In Argentinien hat die Inflation den höchsten Stand seit der Wirtschaftskrise 1989 erreicht. Die monatliche Teuerungsrate lag im Dezember bei 25,5 Prozent, wie die Behörden am Donnerstag (Ortszeit) mitteilten. Die jährliche Inflationsrate lag bei 211,4 Prozent. Das sind die bisher höchsten Zahlen seit der Hyperinflation von 1989.

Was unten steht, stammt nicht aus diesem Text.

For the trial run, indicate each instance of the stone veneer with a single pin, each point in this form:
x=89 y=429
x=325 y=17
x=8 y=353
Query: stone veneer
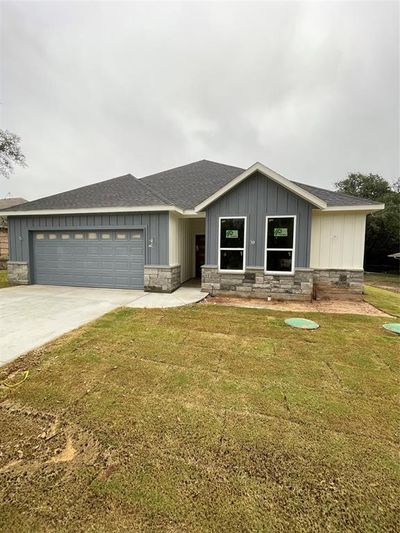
x=18 y=272
x=327 y=281
x=162 y=278
x=255 y=283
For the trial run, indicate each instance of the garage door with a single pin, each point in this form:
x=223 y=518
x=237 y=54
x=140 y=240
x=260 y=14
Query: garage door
x=112 y=259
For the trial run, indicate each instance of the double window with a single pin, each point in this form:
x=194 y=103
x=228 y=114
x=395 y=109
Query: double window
x=280 y=244
x=232 y=244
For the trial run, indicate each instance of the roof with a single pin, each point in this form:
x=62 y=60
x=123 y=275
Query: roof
x=182 y=188
x=124 y=191
x=5 y=203
x=334 y=198
x=189 y=185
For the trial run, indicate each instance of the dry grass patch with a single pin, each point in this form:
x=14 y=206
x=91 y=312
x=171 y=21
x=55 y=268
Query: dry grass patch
x=204 y=418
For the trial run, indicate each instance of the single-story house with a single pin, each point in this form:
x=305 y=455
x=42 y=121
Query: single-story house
x=5 y=203
x=246 y=232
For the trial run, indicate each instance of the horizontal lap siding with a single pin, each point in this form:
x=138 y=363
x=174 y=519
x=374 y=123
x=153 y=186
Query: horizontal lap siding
x=256 y=198
x=155 y=224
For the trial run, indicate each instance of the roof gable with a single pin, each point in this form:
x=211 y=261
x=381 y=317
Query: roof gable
x=188 y=185
x=269 y=173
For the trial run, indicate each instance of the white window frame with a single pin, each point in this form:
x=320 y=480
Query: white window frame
x=293 y=250
x=229 y=217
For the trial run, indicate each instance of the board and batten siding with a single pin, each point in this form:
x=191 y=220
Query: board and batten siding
x=182 y=233
x=155 y=226
x=257 y=197
x=337 y=240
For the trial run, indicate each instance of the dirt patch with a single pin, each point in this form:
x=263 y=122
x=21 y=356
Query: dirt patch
x=33 y=440
x=326 y=306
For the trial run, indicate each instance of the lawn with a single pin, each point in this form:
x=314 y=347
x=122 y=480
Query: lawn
x=383 y=299
x=380 y=279
x=204 y=418
x=3 y=279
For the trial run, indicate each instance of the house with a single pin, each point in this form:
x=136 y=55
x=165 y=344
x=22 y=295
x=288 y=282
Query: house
x=5 y=204
x=244 y=232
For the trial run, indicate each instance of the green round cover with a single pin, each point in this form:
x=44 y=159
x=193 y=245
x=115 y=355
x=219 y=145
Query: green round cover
x=302 y=323
x=392 y=326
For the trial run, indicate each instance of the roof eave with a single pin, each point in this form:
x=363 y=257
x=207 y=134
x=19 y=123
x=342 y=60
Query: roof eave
x=368 y=208
x=91 y=210
x=269 y=173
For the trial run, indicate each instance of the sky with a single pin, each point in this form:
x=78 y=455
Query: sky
x=100 y=89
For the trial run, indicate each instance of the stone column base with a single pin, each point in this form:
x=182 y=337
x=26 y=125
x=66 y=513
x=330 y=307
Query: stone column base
x=254 y=283
x=162 y=278
x=18 y=272
x=338 y=284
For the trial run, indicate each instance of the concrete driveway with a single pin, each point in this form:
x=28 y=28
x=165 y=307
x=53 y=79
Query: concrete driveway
x=33 y=315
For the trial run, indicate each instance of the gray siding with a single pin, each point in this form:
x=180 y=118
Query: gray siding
x=155 y=226
x=256 y=198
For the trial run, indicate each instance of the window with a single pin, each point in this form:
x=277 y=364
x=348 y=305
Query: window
x=232 y=243
x=279 y=250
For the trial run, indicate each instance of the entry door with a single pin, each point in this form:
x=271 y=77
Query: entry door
x=200 y=254
x=89 y=258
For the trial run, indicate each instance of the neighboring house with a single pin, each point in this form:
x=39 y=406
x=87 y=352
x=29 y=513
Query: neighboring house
x=248 y=232
x=5 y=204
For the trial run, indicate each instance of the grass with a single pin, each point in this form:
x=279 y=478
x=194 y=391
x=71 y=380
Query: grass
x=383 y=280
x=201 y=419
x=383 y=299
x=3 y=279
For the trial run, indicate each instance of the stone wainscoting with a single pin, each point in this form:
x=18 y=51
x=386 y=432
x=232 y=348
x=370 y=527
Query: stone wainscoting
x=162 y=278
x=338 y=284
x=18 y=272
x=254 y=283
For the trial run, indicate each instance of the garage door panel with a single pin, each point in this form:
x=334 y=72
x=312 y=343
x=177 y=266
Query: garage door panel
x=113 y=261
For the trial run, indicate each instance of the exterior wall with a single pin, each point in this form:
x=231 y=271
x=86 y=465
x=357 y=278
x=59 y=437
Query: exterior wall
x=338 y=283
x=155 y=226
x=182 y=233
x=256 y=198
x=337 y=240
x=254 y=283
x=161 y=278
x=3 y=243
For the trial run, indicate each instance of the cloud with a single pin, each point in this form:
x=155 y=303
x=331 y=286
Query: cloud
x=96 y=90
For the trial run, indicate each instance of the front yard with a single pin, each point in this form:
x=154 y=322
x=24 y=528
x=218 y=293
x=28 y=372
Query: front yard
x=203 y=418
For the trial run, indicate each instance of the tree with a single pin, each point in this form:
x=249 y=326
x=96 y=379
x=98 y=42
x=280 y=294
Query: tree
x=383 y=228
x=10 y=153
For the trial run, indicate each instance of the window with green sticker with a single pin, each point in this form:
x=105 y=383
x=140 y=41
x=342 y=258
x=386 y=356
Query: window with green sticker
x=280 y=244
x=232 y=243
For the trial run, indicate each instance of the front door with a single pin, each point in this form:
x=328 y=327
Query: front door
x=200 y=253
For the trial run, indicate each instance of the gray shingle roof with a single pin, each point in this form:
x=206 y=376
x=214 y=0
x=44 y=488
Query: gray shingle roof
x=333 y=198
x=124 y=191
x=5 y=203
x=189 y=185
x=184 y=187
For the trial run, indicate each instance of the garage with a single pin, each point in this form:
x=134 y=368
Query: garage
x=89 y=258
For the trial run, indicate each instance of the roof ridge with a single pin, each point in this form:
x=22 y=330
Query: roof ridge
x=334 y=192
x=159 y=195
x=83 y=187
x=187 y=165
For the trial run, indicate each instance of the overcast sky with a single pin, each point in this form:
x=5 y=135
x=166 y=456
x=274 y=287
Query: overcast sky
x=96 y=90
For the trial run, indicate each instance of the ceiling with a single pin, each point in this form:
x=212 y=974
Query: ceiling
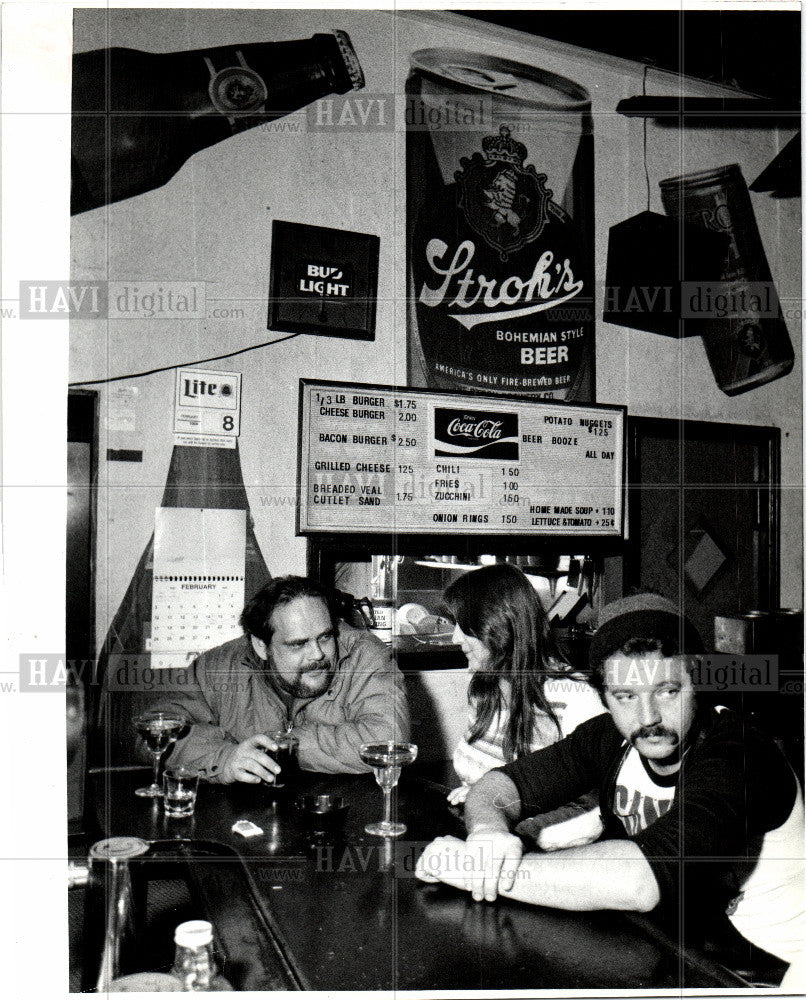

Der neue Präsident Javier Milei äußerte sich dennoch erfreut. Die Zahlen seien weit niedriger, als er erwartet habe, sagte er laut dem argentinischen Nachrichtensender TN. Der ultraliberale Politiker verfolgt seit seinem Amtsantritt am 10. Dezember eine Schocktherapie, um die seit Jahren andauernde Wirtschaftskrise in den Griff zu bekommen. Dafür hob er per Dekret staatliche Preisgrenzen auf, strich Subventionen und verschiedene Gesetze zum Arbeitsschutz.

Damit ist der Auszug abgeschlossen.